Description
Altered cellular metabolism in kidney proximal tubule (PT) cells plays a critical role in the development and progression of acute kidney injury (AKI). The transcription factor Krppel-like factor 6 (KLF6) is rapidly and robustly induced in the PT after AKI, suggesting an early-inducible injury response gene. PT-specific Klf6 knockdown (Klf6PTKO) are protected from AKI and resulting fibrosis in mice. Combined RNA-sequencing and ChIP-sequencing demonstrated preserved expression of genes encoding branched chain amino acid (BCAA) catabolic enzymes in Klf6PTKO mice, with several of the genes also having KLF6 binding sites close to their transcription start sites.
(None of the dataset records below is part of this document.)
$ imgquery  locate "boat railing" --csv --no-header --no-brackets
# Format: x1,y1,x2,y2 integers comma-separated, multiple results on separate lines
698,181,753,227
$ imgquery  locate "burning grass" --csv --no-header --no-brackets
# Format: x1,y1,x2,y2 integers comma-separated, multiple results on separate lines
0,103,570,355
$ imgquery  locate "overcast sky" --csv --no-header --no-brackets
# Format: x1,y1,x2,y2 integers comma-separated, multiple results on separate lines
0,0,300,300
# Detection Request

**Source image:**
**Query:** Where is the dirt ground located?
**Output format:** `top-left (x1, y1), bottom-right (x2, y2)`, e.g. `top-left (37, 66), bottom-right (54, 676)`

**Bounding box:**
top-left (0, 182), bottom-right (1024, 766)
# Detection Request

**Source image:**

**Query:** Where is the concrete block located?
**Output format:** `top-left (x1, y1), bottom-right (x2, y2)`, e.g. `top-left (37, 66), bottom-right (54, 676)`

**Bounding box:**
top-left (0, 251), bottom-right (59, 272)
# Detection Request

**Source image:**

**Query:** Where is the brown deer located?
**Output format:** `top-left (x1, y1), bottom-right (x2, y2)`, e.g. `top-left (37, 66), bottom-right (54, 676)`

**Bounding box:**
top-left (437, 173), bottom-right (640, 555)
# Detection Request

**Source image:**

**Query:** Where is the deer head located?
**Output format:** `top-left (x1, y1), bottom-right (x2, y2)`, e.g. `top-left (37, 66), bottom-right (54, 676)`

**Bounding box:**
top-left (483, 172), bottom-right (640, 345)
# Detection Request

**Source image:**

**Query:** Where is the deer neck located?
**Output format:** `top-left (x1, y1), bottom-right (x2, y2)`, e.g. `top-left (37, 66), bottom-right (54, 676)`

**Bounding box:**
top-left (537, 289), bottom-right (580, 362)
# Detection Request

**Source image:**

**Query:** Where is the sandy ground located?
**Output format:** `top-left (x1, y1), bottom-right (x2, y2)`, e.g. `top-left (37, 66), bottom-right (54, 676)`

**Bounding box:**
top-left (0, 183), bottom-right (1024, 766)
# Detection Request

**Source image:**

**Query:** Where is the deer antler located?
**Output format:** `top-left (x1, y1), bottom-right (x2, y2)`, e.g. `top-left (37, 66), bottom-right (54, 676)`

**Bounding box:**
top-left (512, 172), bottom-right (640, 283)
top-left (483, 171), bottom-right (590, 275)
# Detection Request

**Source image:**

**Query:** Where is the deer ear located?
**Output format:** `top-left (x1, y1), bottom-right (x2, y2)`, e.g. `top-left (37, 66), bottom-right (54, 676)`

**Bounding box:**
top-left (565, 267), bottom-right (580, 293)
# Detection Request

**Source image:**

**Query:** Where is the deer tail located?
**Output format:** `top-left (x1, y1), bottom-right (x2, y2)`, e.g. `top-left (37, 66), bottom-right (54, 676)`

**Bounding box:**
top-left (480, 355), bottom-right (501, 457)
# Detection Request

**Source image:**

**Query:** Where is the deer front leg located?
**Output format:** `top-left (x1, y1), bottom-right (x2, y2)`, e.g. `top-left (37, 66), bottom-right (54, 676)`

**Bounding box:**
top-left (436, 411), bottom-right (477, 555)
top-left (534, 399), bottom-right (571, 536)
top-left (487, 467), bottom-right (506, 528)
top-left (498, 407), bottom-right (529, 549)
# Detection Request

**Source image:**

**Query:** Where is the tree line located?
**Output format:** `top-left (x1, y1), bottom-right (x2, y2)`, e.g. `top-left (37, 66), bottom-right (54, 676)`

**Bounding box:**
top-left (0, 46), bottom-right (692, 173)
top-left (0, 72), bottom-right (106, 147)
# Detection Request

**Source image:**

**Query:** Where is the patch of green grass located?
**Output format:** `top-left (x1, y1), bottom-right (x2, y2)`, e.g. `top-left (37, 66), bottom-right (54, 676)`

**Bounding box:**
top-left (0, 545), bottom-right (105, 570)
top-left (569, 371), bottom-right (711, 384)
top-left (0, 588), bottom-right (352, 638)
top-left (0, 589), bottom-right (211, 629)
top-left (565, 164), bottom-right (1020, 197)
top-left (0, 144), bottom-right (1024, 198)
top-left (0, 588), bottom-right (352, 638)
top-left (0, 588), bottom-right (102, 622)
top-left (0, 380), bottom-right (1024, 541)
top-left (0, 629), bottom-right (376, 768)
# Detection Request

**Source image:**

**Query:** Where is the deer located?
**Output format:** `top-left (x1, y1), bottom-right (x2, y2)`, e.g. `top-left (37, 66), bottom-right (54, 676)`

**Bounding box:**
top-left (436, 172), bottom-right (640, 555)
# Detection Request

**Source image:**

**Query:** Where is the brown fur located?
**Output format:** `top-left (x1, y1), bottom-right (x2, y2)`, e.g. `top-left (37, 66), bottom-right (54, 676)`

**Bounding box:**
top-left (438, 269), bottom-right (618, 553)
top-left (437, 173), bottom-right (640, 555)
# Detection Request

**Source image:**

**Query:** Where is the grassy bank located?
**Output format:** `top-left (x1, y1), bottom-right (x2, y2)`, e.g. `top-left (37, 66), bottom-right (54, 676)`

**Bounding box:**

Conversely, inducible KLF6 overexpression suppressed expression of BCAA genes and exacerbated kidney injury and fibrosis in mice. Injured kidney cells could not respond to the BCAA catabolic activator BT2, and injured cells overexpressing KLF6 were less able to utilize BCAA. Thus, targeting KLF6-mediated suppression of BCAA catabolism may serve as key therapeutic target in AKI and kidney fibrosis.
Overall Design
Kidney cortex mRNA profiles were generated in Klf6fl/fl and Klf6PTKO mice treated with DMSO or AAI for 3 weeks or AAI for 3 weeks followed by 3 weeks remodeling time, using RNA-sequencing.